Les trois lauréats 2018 du prix Turing se sont penchés sur les défis de l’apprentissage profond, ou deep learning. Dans un article paru en juillet 2021 dans la revue de l’ACM, Association for Computing Machinery, Yoshua Bengio, Geoffrey Hinton et Yann LeCun estiment que le deep learning dépassera certains obstacles de son développement sans nécessiter une intelligence artificielle (IA) symbolique.

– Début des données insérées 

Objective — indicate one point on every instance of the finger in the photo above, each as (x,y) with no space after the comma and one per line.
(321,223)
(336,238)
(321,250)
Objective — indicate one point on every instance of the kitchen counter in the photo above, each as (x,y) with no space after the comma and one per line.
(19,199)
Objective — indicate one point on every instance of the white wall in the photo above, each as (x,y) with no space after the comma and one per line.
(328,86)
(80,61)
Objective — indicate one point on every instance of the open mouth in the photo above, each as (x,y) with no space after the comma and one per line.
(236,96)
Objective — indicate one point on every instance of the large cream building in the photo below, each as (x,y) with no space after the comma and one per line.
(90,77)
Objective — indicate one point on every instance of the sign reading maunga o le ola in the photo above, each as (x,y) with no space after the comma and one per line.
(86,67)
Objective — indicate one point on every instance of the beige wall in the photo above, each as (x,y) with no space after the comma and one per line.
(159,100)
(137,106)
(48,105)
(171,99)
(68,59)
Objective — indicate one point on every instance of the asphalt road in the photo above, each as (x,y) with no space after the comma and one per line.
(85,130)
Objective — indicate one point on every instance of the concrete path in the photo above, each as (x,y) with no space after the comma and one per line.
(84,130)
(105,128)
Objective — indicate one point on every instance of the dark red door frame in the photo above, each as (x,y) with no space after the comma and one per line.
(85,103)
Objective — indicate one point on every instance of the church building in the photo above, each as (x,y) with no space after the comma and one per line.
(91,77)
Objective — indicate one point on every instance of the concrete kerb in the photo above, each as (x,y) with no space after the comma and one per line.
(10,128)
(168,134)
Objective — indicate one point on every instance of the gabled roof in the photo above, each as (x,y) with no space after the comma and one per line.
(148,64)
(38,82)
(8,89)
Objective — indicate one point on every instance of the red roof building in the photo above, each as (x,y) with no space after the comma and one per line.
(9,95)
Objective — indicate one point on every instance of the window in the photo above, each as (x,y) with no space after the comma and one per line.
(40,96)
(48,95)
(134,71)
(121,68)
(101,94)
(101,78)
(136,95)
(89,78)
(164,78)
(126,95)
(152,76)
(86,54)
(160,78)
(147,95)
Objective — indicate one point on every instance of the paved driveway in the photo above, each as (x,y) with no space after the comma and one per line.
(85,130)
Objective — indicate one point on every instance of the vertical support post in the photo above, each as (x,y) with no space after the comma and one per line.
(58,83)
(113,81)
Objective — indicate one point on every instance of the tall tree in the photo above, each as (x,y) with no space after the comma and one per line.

Considérés comme les pionniers du deep learning par VentureBeat, les chercheurs comparent l’apprentissage profond au fonctionnement neuronal des animaux, y compris celui de l’être humain. Bien qu’ils relèvent des différences majeures, ils affirment que les objectifs actuels sont de tendre vers une réplique de ces cerveaux vivants. Cela sous-entend que les modèles de deep learning vont vers moins d’intervention humaine.

Le deep learning est comme le petit frère du machine learning, appelé en français apprentissage automatique. Et le machine learning, celui de l’IA symbolique. Ces trois notions permettent de faire des programmes d’IA, un terme désignant plusieurs concepts.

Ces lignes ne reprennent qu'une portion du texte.